Just like it’s much better for you and I to implement such techniques in our lives in order to be calmer people throughout our day to day lives, it’s always more preferable to go down the natural route with your dog as well, instead of having all these medications clogging up inside their body.
Before going down the route of giving your dog medication for panic and anxiety like Xanax, try to figure out what it is exactly that’s causing them to panic and get all that scared and see if there’s anything you can do yourself to make them feel better without the need of having to give them Xanax.
For example, many dogs often panic at the sound of very loud dog blow dryers when their owners attempt to dry them off after a shower. In this case, and instead of resorting to giving your dog Xanax so they don’t get scared as much, simply consider investing in a dog blow dryer that doesn’t make as much noise.
Or, some dog owners try to take their dogs to the pool for the first time ever and immediately try to get them in the pool without much pre-practice, something which leads some dogs to go into panic mode because this is all too new for them. In such a case and instead of resorting to giving your dog Xanax, try to take your dog frequent trips to the pool at first just to walk around and explore the environment, maybe only dipping their paws in at first.

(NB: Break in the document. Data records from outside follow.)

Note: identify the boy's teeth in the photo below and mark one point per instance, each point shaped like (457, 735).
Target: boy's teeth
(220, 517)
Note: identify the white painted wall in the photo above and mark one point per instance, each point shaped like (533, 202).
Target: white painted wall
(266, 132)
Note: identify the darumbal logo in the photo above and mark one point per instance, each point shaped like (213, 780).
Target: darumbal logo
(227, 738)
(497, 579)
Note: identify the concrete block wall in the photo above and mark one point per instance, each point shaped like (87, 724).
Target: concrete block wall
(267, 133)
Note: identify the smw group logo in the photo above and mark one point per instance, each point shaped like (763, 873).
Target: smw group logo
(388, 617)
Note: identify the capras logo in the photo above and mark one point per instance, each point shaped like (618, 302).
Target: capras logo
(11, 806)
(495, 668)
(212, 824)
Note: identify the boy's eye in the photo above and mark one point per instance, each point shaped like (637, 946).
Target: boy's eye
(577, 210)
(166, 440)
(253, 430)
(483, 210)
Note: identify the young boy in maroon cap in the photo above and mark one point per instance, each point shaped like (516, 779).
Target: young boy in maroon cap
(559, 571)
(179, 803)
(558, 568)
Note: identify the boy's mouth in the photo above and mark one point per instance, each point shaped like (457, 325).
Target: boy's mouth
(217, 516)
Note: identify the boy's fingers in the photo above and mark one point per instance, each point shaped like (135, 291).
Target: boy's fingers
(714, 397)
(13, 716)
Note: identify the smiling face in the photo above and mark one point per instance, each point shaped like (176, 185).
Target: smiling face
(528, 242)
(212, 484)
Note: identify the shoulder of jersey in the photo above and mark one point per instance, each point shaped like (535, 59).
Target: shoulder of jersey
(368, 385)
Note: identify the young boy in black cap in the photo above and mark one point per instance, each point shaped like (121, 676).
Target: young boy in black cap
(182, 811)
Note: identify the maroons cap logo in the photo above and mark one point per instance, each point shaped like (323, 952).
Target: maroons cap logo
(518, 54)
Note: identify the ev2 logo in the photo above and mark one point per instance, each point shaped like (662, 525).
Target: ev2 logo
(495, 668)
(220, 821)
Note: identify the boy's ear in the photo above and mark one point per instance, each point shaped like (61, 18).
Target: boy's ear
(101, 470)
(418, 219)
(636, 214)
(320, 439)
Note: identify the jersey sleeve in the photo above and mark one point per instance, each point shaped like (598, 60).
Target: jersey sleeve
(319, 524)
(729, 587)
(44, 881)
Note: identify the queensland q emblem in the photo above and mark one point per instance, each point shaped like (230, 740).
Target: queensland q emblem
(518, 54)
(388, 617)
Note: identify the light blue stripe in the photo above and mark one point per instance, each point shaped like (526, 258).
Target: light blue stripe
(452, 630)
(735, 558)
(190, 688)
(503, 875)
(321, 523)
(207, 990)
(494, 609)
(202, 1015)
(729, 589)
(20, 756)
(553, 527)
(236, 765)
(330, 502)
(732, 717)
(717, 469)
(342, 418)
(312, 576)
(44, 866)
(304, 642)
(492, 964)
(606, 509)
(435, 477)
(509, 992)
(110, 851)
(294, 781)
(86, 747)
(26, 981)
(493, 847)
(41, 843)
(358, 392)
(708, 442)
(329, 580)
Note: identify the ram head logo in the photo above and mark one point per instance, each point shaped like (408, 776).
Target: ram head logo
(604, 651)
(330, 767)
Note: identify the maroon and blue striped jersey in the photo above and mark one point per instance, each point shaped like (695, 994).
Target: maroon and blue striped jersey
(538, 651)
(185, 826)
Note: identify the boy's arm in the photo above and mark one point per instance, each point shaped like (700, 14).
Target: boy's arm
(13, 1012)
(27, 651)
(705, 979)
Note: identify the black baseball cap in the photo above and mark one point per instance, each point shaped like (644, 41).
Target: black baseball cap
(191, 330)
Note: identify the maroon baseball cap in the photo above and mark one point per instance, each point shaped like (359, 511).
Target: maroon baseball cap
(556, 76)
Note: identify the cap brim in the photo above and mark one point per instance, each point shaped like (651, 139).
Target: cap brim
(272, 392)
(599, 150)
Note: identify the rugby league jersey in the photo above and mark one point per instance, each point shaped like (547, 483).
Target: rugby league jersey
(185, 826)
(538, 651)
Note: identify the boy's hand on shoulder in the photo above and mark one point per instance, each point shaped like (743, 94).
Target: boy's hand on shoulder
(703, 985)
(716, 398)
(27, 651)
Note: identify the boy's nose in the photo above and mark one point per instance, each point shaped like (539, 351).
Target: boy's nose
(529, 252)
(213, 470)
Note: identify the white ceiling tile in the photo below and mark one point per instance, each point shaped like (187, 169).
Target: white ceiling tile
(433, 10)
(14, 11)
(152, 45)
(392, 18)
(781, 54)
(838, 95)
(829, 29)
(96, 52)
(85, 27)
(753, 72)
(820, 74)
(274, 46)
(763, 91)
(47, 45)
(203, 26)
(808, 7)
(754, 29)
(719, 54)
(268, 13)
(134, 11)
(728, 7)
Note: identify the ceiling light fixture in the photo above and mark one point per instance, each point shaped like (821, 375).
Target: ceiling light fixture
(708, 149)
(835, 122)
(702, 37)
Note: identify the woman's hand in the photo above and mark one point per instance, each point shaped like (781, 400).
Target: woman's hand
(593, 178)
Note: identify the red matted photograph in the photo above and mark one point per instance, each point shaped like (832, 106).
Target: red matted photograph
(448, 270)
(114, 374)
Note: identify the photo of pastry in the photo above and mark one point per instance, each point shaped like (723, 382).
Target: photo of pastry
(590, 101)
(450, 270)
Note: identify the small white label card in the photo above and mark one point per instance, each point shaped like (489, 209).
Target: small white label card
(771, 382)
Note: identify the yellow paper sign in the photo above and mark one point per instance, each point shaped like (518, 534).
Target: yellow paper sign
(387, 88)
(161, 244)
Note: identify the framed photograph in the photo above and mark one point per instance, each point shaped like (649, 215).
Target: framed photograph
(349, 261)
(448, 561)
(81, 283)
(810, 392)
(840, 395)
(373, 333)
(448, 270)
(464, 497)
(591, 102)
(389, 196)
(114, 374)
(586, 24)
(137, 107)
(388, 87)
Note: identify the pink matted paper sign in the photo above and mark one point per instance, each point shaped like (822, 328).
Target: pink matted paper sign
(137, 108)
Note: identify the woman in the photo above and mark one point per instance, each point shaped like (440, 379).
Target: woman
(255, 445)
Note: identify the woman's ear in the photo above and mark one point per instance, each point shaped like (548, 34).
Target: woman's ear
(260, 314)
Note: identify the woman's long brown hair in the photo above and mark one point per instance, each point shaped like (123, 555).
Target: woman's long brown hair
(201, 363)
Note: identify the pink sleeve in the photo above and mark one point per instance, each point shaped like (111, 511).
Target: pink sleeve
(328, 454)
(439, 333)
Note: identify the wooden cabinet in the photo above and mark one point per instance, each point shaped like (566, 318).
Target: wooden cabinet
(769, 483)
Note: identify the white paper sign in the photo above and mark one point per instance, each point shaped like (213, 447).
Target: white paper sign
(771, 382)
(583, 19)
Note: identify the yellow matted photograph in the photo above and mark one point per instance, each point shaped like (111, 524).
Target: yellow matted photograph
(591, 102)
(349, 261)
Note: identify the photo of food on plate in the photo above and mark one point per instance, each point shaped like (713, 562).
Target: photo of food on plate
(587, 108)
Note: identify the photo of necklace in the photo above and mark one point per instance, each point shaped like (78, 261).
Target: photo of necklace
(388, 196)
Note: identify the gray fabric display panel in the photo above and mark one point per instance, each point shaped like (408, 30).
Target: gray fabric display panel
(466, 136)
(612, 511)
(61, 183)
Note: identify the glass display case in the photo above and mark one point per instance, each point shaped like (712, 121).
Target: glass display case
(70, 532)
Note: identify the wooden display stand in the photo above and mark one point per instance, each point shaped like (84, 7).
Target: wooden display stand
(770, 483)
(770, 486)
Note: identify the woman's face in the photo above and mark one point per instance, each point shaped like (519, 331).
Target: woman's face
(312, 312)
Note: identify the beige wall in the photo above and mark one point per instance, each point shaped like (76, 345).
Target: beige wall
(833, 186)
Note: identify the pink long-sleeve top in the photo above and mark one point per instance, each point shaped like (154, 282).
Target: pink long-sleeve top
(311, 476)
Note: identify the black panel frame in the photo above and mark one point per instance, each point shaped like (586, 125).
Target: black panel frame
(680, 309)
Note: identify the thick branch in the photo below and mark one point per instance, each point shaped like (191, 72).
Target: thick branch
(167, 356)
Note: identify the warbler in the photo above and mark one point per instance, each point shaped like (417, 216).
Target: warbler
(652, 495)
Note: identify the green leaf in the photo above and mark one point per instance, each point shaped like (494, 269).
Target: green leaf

It’s baby steps like this that many times make all the difference and save you from having to give your dog Xanax.
Now, of course, it’s not always going to be this simple as some dogs go through anxiety cases that can only be solved with Xanax, but it’s our duty to let you know that you should always try out all the natural methods that are available out there first before you decide to resort to medication like Xanax.